The adult social care workforce in England. National Audit Office report
08 February 2018
A new report today considers the Department of Health & Social Care’s role in overseeing the adult social care workforce and assesses whether the size and structure of the care workforce are adequate to meet users’ needs for care now, and in the future, in the face of financial challenges and a competitive labour market.
SCIE's chief executive Tony Hunter says:
You cannot deliver good care without good care workers. Recruiting, supporting and retaining sufficient numbers of skilled staff has been a challenge for many years. SCIE welcomes today's NAO report which shines a stark spotlight on this very real problem for the care sector, central and local government - and the public. As well as tackling problems with pay and conditions for this predominantly female workforce, we also need to look at alternative routes into the care profession
SCIE's work with the JPMorgan Chase Foundation in East London suggests five actions that if taken forward, could improve recruitment and retention:
1. Change the brand and language of social are and support. Terms like 'social care worker' may no longer best describe the complexity of the role and may not be attractive enough to new recruits.

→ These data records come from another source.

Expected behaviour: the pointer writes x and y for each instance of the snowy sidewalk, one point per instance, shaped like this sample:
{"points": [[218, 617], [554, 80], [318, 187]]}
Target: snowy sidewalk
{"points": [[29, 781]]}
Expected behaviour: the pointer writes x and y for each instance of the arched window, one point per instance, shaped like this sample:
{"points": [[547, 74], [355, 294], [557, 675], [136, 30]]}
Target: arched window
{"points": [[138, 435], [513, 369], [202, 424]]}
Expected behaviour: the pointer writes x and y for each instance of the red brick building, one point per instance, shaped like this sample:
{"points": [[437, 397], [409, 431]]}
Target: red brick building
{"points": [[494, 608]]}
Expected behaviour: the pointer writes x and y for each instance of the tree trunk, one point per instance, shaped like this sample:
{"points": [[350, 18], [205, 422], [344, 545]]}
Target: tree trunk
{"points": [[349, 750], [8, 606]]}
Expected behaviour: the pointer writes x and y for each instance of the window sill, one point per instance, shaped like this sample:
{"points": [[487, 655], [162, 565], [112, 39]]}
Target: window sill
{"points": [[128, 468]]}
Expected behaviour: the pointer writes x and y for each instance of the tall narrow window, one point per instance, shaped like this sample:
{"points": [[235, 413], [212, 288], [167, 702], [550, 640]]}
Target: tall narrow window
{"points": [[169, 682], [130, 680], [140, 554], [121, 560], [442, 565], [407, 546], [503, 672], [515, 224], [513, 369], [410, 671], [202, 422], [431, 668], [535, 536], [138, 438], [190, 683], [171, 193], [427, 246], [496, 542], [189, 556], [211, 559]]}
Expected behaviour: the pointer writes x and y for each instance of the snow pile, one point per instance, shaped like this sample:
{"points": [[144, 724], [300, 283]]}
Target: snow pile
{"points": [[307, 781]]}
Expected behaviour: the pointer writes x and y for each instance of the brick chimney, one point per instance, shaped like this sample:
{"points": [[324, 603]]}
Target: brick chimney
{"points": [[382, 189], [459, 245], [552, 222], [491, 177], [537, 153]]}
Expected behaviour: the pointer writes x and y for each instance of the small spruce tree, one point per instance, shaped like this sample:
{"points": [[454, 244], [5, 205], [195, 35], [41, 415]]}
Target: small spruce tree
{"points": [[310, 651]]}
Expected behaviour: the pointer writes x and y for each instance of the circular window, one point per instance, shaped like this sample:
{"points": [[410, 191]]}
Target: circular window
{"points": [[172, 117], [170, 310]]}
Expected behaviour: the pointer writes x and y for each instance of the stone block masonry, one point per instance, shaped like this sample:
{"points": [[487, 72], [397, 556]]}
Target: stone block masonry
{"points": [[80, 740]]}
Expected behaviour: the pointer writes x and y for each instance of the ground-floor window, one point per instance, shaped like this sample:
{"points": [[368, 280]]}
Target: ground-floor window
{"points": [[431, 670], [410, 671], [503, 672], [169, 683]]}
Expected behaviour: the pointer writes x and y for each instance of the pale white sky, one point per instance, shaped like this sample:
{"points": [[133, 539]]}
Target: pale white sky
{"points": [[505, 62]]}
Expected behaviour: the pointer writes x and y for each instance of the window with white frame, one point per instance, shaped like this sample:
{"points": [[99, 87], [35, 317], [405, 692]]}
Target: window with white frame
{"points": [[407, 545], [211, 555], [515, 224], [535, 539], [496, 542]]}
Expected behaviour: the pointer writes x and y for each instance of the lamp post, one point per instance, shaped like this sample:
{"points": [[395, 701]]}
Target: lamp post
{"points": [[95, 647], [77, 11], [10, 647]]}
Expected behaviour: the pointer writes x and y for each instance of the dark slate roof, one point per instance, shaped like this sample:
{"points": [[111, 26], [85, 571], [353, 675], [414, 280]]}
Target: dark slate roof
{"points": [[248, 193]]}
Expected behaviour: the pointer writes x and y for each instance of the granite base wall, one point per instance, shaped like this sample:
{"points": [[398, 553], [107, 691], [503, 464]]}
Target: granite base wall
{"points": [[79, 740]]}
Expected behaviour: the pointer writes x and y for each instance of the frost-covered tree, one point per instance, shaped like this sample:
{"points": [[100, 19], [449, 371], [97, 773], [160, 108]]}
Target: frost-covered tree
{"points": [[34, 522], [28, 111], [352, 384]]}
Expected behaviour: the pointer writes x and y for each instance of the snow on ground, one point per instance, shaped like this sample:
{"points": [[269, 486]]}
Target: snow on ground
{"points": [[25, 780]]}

2. Develop and promote portfolio careers. People increasingly have portfolio careers and want to work flexibly. We need to create career opportunities that reflect people's lifestyles and ages (e.g. make working in care an attractive option for those seeking work after brining up families.)
3. Attract care workers from outside the UK. Overseas recruitment, similar to the NHS recruitment of nurses, was seen as necessary to counteract any fall in EU workers should Brexit lead to this.
4. Coordinate local recruitment across health and care. Joint local recruitment campaigns for health and care staff may help to maintain economies of scale and attract people into the sector.
5. Introduce user-led training for carer workers. A new nationally sponsored but locally managed training programme, led and delivered by people who use services, could train potential and new recruits about the values of good, person-centred care.